The 42-year-old transferred $1.8 billion from an account with Goldman Sachs Group Inc. to Credit Suisse Group AG in 2012, according to e-mails cited in the report’s exhibits.
While her name is redacted in the report, Hansjoerg Wyss, her father, confirmed their identities two weeks ago to the Swiss newspaper Neue Zuercher Zeitung. The report only identifies him as Client 5.
“I don’t really care, the sums were known,” the newspaper quoted Wyss as saying in a March 1 interview.
Hansjoerg Wyss, 78, sold Synthes Inc. for $19.7 billion to Johnson & Johnson in 2011, and has a net worth of $13.2 billion, according to the Bloomberg Billionaires Index.
At the February hearings, the Senate Permanent Subcommittee on Investigations criticized Zurich-based Credit Suisse (CSGN) for helping Americans evade taxes. Neither Wyss was accused of hiding money from the U.S. Instead, the family fortune was the object of a tug-of-war between Swiss and U.S. executives at the bank who wanted to take credit for managing the accounts, according to documents released by the Senate.
By shifting the assets on paper from the U.S. to Switzerland, Credit Suisse obfuscated a decline in asset inflows at its private-banking unit, possibly misleading buyers of the bank’s stock, the Senate panel said.
Amy Wyss lives in Wilson, Wyoming, graduated from Skidmore College with a bachelor’s degree in history and government, and co-founded a toy store in Taos, New Mexico, according to the 2010 annual report from Synthes, where she served on the board of directors. She’s never appeared on an international wealth ranking.
The billionaire, who’s a citizen of the U.S. and Switzerland, didn’t respond to messages left at her Jackson, Wyoming-based LOR Foundation Inc. Her father didn’t respond to messages left with his assistant, Debbie Davis. Calvin Mitchell, a spokesman for Credit Suisse, declined to comment.
Hansjoerg Wyss received an MBA from Harvard University in 1965. He helped build West Chester, Pennsylvania-based Synthes into the world’s largest maker of bone fracture and trauma treatment devices before selling it to New Brunswick, New Jersey-based Johnson & Johnson.
Following the deal, Wyss told Credit Suisse, which also advised Swiss stock exchange-listed Synthes during the takeover, that he’d convert the proceeds into cash and securities, the Senate report said. His daughter transferred her money to the bank from Goldman Sachs in the second quarter of 2012.
Credit Suisse counted the funds as new assets under management, a move it only should have made after receiving a signed agreement from the customer, according to several executives interviewed by the subcommittee. The bank classified about 4.3 billion Swiss francs ($4.6 billion) of the family funds as net new assets, raising the total inflow to 5.8 billion Swiss francs for the first quarter of 2012.
At the end of that year, the bank reclassified another 900 million Swiss francs of the Wyss’s money, even though most of it hadn’t been invested, the report says.

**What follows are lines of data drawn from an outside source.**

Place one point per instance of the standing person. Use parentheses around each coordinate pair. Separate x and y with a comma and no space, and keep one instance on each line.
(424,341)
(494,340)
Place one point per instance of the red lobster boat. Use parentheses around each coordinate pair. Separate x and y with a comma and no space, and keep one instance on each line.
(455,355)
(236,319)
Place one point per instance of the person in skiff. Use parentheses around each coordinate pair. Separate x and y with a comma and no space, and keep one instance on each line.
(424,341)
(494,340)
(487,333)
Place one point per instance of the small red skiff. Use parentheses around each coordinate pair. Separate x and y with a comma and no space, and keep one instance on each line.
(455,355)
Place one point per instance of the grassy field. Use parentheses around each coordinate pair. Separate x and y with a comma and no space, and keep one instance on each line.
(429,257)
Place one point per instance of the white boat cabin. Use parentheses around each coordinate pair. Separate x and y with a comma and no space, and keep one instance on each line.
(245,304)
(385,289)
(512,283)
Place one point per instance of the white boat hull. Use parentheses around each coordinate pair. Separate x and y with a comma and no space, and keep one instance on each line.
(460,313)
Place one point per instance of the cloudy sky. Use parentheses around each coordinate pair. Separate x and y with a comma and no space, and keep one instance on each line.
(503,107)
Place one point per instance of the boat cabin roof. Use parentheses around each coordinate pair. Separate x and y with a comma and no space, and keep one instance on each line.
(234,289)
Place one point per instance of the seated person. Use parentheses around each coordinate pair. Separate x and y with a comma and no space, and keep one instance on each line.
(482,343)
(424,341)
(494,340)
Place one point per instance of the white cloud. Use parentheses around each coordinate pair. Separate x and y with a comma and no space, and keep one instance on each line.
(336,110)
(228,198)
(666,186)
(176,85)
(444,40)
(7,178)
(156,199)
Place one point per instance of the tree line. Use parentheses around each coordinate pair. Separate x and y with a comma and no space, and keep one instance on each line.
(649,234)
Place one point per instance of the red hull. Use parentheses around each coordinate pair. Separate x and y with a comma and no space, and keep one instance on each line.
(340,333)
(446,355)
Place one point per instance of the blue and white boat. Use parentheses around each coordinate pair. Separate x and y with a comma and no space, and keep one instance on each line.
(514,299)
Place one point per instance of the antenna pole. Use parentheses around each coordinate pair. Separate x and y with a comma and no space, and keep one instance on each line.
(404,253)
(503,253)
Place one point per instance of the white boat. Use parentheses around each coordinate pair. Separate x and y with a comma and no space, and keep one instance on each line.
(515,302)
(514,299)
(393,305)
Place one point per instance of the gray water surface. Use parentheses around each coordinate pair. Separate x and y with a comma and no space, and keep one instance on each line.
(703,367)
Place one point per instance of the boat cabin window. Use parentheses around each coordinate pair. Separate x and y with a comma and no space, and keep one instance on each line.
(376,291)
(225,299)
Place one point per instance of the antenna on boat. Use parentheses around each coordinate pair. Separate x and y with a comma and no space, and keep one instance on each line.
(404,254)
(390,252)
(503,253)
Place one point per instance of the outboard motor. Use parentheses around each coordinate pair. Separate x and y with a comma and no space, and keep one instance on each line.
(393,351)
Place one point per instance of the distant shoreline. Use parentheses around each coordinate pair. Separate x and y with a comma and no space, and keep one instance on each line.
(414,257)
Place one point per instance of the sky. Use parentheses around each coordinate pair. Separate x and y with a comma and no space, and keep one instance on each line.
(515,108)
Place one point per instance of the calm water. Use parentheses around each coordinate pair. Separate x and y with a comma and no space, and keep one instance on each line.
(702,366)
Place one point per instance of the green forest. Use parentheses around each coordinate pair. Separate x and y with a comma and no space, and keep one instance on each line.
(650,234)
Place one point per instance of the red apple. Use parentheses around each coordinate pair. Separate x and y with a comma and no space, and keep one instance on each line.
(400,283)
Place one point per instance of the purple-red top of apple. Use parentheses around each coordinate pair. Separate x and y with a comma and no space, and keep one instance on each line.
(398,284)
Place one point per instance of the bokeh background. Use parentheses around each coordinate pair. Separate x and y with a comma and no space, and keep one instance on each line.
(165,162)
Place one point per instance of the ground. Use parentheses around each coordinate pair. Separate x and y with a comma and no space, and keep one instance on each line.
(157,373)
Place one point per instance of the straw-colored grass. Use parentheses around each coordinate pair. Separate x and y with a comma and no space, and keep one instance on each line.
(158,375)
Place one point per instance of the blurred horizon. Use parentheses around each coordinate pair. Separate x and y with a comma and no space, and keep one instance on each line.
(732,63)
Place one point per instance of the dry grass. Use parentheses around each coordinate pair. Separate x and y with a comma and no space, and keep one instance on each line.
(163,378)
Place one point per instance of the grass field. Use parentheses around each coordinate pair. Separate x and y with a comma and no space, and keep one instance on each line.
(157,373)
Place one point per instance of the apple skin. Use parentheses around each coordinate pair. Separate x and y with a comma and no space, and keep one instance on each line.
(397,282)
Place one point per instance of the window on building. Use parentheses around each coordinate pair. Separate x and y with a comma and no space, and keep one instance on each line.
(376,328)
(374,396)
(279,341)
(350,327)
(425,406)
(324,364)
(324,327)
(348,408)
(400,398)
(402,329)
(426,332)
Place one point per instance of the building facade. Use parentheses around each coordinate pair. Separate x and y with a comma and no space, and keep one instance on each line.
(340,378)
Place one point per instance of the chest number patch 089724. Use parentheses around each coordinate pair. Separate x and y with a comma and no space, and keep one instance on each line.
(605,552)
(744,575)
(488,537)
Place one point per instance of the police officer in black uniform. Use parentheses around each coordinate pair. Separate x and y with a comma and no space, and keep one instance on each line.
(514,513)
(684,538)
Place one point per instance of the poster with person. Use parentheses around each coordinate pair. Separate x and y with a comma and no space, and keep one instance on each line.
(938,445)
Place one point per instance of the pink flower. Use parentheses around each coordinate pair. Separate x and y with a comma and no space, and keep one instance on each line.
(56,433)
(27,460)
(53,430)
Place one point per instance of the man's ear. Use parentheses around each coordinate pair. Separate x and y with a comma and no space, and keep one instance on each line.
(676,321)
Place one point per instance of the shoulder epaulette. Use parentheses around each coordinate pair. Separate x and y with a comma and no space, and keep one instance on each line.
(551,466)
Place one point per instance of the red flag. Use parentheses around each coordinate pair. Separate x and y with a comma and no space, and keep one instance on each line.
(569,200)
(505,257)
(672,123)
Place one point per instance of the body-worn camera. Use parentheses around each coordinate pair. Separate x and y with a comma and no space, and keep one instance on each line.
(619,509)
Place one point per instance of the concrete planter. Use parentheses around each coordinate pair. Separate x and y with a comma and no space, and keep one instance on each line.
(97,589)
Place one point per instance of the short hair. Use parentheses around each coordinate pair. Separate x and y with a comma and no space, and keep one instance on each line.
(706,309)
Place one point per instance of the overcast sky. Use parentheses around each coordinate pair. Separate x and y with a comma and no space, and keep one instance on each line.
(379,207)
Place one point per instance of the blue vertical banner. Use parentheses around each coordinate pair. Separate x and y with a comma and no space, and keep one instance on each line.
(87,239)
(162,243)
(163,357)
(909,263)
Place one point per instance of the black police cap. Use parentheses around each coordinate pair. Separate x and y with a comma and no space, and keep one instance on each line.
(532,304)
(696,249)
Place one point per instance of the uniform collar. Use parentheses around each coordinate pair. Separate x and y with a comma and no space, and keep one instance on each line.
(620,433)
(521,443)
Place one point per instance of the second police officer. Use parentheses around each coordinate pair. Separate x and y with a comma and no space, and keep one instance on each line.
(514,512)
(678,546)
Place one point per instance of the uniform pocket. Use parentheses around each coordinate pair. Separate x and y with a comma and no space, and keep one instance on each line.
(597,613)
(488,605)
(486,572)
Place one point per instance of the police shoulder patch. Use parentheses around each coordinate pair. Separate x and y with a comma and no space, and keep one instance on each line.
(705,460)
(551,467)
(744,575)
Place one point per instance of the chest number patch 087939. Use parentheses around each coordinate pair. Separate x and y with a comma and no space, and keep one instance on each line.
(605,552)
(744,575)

Rolf Boegli, former chief operating officer of the Swiss private banking operation, said the funds “would be a great favor for our division,” according to an e-mail cited in the Senate report.
Credit Suisse Chief Executive Officer Brady Dougan called Boegli’s e-mail “disturbing” and “very objectionable,” according to the Senate report. Dougan said the decision to reclassify assets based on a desire to help the appearance of the private banking division’s financial condition didn’t seem to follow the bank’s principles.
Wyss called it “the bank’s problem” in the interview with the Swiss newspaper and said it didn’t concern him.
The Bloomberg Billionaires Index takes measure of the world’s wealthiest people based on market and economic changes and Bloomberg News reporting. Each net worth figure is updated every business day at 5:30 p.m. in New York and listed in U.S. dollars.